The one advantage is that the mov-immediate could possibly retire from the ROB while still stalled waiting for the load, but that seems pretty unlikely. (Cache miss on stack memory in a function with stack args, or at the end of a long dependency chain involving storing the arg).
That movzx + or-immediate asm is what we get from C++ source that manually sets a bit, `__builtin_ctz(x|0x10000)`
https://godbolt.org/z/d63WM5s4c (clang nightly after this revision landed).
Or from `std::countr_zero(*p);` or on a reference, so it seems this mov-immediate thing is only with by-value stack args, and isn't a concern for the general case of other addressing modes. So always a simple addressing mode, ESP or EBP, where we won't have un-lamination on Sandy/Ivy Bridge. Also of course avoids reading outside the pointed-to 16-bit object, which could cross into an unmapped page. (Or suffer a slowdown from a cache-line split).
Anyway, what we do when dereferencing a pointer like for `std::countr_zero(*p);`is slightly more efficient than what we do for a by-value stack arg.
But it seems this is not specific to CTTZ lowering; we get mov-immediate / or mem,reg from `return x|0x1000;`
(vs. 64-bit mode correctly choosing `mov %edi, %eax` / `or $65536, %eax`, which puts the mov on the critical path on CPUs without mov-elimination, like Ice Lake with updated microcode :(. But it saves code size. In the 32-bit case there's no latency advantage: a load has to happen as part of the critical path either way, and OR register has the same latency as OR-immediate.)
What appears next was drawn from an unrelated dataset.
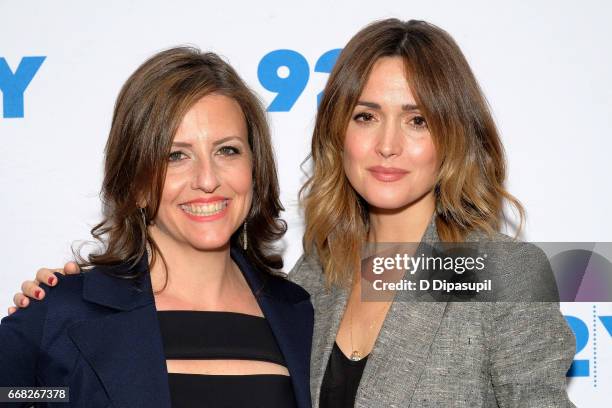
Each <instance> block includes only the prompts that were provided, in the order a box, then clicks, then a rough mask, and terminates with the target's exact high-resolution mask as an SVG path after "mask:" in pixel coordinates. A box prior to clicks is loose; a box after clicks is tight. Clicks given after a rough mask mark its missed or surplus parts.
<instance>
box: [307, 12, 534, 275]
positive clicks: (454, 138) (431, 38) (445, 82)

BTW, with `-Oz` at least, we should be using 4-byte `bts $16, %eax` instead of 5-byte `or $65536, %eax` (or 6-byte for other registers, plus a REX if needed). On Intel CPUs its still only 1 uop, although can run on fewer execution ports (p06 in SKL/ICL, only p1 in Alder Lake P-cores). Appropriate at least for `-Os -mtune=intel` (or any specific Sandybridge-family) if we want to be that fine-grained about different instruction selection, probably even `-O2 -mtune=intel`. Although maybe not, since Alder Lake P-cores dropped the throughput to 1, competing with imul and tzcnt/lzcnt/popcnt for that port. So maybe only for a -march before that? But people normally expect -march=haswell to be good on later Intel, and it's a pretty small savings.
On AMD CPUs, `bts $imm, %reg` is 2 uops, so only appropriate for -Oz and maybe -Os.
================
Comment at: llvm/test/CodeGen/X86/clz.ll:560
; X64: # %bb.0:
-; X64-NEXT: testw %di, %di
-; X64-NEXT: je .LBB13_1
-; X64-NEXT: # %bb.2: # %cond.false
+; X64-NEXT: orl $65536, %edi # imm = 0x10000
; X64-NEXT: rep bsfl %edi, %eax
----------------
BTW, with `-Oz` at least, we should be using 4-byte `bts $16, %edi` instead of 6-byte `or $65536, %edi` (or 5-byte for EAX).
On Intel CPUs `bts $i8, %reg` is still only 1 uop, although can run on fewer execution ports than `or` (p06 in SKL/ICL; the shift ports. Only p1 in Alder Lake P-cores). Appropriate at least for `-Os -mtune=intel` (or any specific Sandybridge-family) if we want to be that fine-grained about different instruction selection.
Perhaps even `-O2 -mtune=intel`. Although maybe not, since Alder Lake P-cores dropped the throughput to 1, competing with imul and tzcnt/lzcnt/popcnt for that port. (BTS still has 1 cycle latency, unlike most integer uops that can only run on port 1. Alder Lake E-cores run as 1 uop with 1 cycle latency to the integer output, 2 cycle latency to the CF output.)
So maybe only for -O2 with a -march before Alder Lake? But people normally expect -march=haswell to be good on later Intel, and it's a pretty small savings, just 2 bytes. OTOH it might be a pretty small gain, unless used in a loop with a port 1 bottleneck.
On AMD CPUs, `bts $imm, %reg` is 2 uops, so only appropriate for -Oz and maybe -Os.